When People Realize How Good The Latest Chinese Open Source Models Are (And Free), The GenAI Bubble Could Finally Pop
Although the field of artificial intelligence (AI) goes back more than half century, its latest incarnation - generative AI - is still very new: ChatGPT was launched just three years ago. During that time a wide variety of issues have been raised, ranging from concerns about the impact of AI on copyright, people's ability to learn or even think, job losses, the flood of AI slop on the Internet, the environmental harms of massive data centers, and whether the creation of a super-intelligent AI will lead to the demise of humanity. Recently, a more mundane worry is that the current superheated generative AI market is a bubble about to pop. In the last few days, Google's CEO, Sundar Pichai, has admitted that there is some irrationality" in the current AI boom, while the Bank of England has warned about the risk of a sharp correction" in the value of major players in the sector.
One element that may not yet be factored in to this situation is the rising sophistication of open source models from China. Back in April, Techdirt wrote about how the release of a single model from the Chinese company DeepSeek had wiped a trillion dollars from US markets. Since then, DeepSeek has not been standing still. It has just launched its V3.2 model, and a review on ZDNet is impressed by the improvements:
the fact that a company - and one based in China, no less - has built an open-source model that can compete with the reasoning capabilities of some of the most advanced proprietary models currently on the market is a huge deal. It reiterates growing evidence that the performance gap" between open-source and close-sourced models isn't a fixed and unresolvable fact, but a technical discrepancy that can be bridged through creative approaches to pretraining, attention, and posttraining.
It is not just one open source Chinese model that is close to matching the best of the leading proprietary offerings. An article from NBC News notes that other freely downloadable Chinese models like Alibaba's Qwen were also within striking distance of America's best." Moreover, these are not merely theoretical options: they are already being put to use by AI startups in the US.
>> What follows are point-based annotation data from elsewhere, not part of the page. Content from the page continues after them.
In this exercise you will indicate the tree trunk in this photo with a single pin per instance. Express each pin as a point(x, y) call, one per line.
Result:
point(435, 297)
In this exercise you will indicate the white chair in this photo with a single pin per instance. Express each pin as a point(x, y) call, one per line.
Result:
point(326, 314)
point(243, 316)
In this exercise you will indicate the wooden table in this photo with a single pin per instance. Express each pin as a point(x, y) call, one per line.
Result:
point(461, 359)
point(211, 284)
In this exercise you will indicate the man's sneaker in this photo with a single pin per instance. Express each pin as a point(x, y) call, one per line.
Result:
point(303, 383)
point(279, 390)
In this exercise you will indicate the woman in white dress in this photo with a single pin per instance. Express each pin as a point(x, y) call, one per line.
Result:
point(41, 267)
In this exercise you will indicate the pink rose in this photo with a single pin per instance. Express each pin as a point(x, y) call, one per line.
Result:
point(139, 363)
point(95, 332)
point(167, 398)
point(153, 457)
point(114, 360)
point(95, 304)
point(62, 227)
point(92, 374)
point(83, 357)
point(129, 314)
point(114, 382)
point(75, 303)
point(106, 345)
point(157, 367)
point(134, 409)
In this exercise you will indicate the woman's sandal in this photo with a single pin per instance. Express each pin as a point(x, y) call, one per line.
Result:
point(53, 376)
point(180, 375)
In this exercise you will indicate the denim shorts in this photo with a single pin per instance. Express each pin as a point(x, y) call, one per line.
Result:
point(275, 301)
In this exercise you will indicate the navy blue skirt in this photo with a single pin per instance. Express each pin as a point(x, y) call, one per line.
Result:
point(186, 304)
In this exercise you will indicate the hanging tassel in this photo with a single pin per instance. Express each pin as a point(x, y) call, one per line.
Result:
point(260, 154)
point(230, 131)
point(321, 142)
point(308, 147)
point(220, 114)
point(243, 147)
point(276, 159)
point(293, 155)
Over the past year, a growing share of America's hottest AI startups have turned to open Chinese AI models that increasingly rival, and sometimes replace, expensive U.S. systems as the foundation for American AI products.
NBC News spoke to over 15 AI startup founders, machine-learning engineers, industry experts and investors, who said that while models from American companies continue to set the pace of progress at the frontier of AI capabilities, many Chinese systems are cheaper to access, more customizable and have become sufficiently capable for many uses over the past year.
As well as being free to download and completely configurable, these open source models from Chinese companies have another advantages over many of the better-known US products: they can be run locally without needing to pay any fees. This also means no data leaves the local system, which offers enhanced privacy and control over sensitive business data. However, as the NBC article notes, there are still some worries about using Chinese models:
In late September, the U.S. Center for AI Standards and Innovation released a report outlining risks from DeepSeek's popular models, finding weakened safety protocols and increased pro-Chinese outputs compared to American closed-source models.
And the success of China's open source models is prompting US efforts to take catch up:
In July, the White House released an AI Action Plan that called for the federal government to Encourage Open-Source and Open-Weight AI."
In August, ChatGPT maker OpenAI released its first open-source model in five years. Announcing the model's release, OpenAI cited the importance of American open-source models, writing that broad access to these capable open-weights models created in the US helps expand democratic AI."
And in late November, the Seattle-based Allen Institute released its newest open-source model called Olmo 3, designed to help users build trustworthy features quickly, whether for research, education, or applications," according to its launch announcement.
The open source approach to generative AI is evidently growing in importance, driven by enhanced capabilities, low price, customizability, reduced running costs and better privacy. The free availability of these open source and open weight models, whether from China or the US, is bound to call into question the underlying assumption of today's generative AI companies that there will be a commensurate payback for the trillions of dollars they are currently investing. Maybe it will be the realization that today's open source models are actually good enough for most applications that finally pops the AI bubble.